Van Hoogstraten wants the EGM held on July 14.
Zimbabwe’s Companies Act allows shareholders with at least five percent shareholding to requisition a company to hold an EGM to vote on any special matters.
The transaction, involving 834 hectares of prime land about 15 kilometres south west of Harare, helped unlock funding to retire CFI’s debts.
CFI has failed to access appropriately priced and structured capital since dollarisation in 2009.
This capital was vital for repairing its seriously damaged business, which had been teetering on the brink of insolvency.
Shareholders approved the deal in October 2015.
However, through his investments vehicle, Messina Investments, which at the time held about 24 percent shareholding in the listed agro-counter, van Hoogstraten raised the red flag and approached regulators to investigate the transaction, which he said was fraudulent.

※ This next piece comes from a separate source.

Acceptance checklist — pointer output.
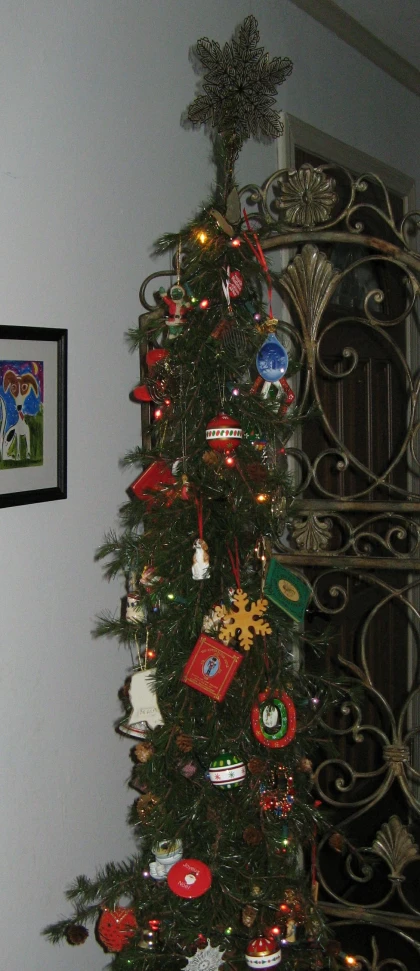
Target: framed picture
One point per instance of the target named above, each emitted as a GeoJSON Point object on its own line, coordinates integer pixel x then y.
{"type": "Point", "coordinates": [33, 414]}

Following fresh acquisitions since the 2015 shareholder vote, Messina has raised its stake in CFI to over 40 percent.
The tycoon, who holds shareholdings in a range of listed firms intertwined with government stakes, says in his requisition notice that is due to be published in a few weeks that key shareholder, Zimre Holdings Limited “had a common director sitting on the CFI board, the Fidelity and National Social Security Authority (NSSA) boards”.
Zimre and NSSA are substantial shareholders in Fidelity and Messina claims that the 2015 circular did not reveal that the life assurer was a related party.

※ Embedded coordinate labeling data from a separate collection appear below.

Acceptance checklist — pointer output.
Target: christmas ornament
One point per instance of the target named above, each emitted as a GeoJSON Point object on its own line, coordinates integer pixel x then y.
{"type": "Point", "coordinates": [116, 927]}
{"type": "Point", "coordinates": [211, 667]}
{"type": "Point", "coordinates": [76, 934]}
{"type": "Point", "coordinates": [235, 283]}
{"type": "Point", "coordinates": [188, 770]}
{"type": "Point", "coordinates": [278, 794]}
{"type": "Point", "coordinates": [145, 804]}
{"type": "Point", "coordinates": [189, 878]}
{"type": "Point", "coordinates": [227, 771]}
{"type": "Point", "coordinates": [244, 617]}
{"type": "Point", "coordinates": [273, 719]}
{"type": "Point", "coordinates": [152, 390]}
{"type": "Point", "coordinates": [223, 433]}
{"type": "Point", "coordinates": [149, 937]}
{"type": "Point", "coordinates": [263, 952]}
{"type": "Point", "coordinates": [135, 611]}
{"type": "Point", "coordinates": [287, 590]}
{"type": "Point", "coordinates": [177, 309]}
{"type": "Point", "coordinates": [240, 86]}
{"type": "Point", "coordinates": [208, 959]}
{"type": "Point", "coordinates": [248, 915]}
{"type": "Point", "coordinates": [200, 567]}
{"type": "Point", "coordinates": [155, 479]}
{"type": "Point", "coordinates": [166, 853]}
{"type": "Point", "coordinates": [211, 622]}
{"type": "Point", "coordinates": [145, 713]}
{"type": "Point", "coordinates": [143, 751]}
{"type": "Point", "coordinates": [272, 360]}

It also claims that the circular was “misleading and dishonest” in that shareholders were not told that the “independent property valuation” of Langford was prepared for FBC Bank, also “a conflicted and related party to NSSA and Fidelity”.

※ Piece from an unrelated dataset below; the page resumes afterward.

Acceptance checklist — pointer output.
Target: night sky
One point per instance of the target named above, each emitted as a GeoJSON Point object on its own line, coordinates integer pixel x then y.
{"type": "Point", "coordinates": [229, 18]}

The Messina notice claims that the market value of Langford Estates, which it estimates at about US$40 million, was significantly understated at US$18 million.
In the notice dispatched to CFI shareholders and obtained by the Financial Gazette, the tycoon urged shareholders to vote against the transaction.
This would force CFI to repossess the 834 hectare estate, where Fidelity is already developing a housing project.
“Messina and other shareholders, together holding over 40 percent of the CFI shares, will be voting against the resolutions and would urge all other shareholders to also vote against the resolutions,” Messina says.
“The recent history of the previous attempt to illegally dispose of the Langford Estates land arose out of the corruption of former management and the incompetence of former directors at CFI who had, since at least 2009, and probably earlier, been responsible for bringing this once great company to its knees at the expense of long suffering shareholders who, other than Zimre and NSSA, had no representation on the board.
On October 16th 2015, an EGM was held for the purpose of disposing of an 81 percent share of Langford Estates (Pvt) Ltd to Fidelity Life. This EGM…notice convening same and the proceedings at the EGM were all illegal and, as such, a nullity,” says the notice.
“Messina Investments Limited has…called for an extraordinary general meeting of members of CFI Holdings Limited…Members will be asked to re-consider, and if deemed fit, to pass as special resolutions, with or without modification, the resolutions passed on 16 October 2015.
“Messina Investments Limited has requisitioned the EGM on the basis that it believes that the (2015) resolutions were unlawfully passed as ordinary resolutions and that (the) transaction amounts to a related party transaction,” the notice added.
The circulars say ownership of the 81 percent share of Langford Estates must revert to CFI, “along with the liability for any related debt”.
If shareholders vote to reverse the deal, CFI will then own 100 percent shareholding in Langford.
Messina says costs and damages will be sought against lawyers and other parties who acted for and advised CFI in 2015.
“CFI will also ensure that the amounts owed to the various banks who claim to have made loans to CFI secured on the Langford Estates land will be the subject of forensic audits. lt is of note that the main bank (with a claim to be owed nearly US$10 million) is FBC which is yet another ‘related party’ to the fraudulent transaction as their biggest shareholder is none other than NSSA,” says Messina.
It says Langford could develop and market its own stands at US$55,80 per square metre and generate at least US$40 million.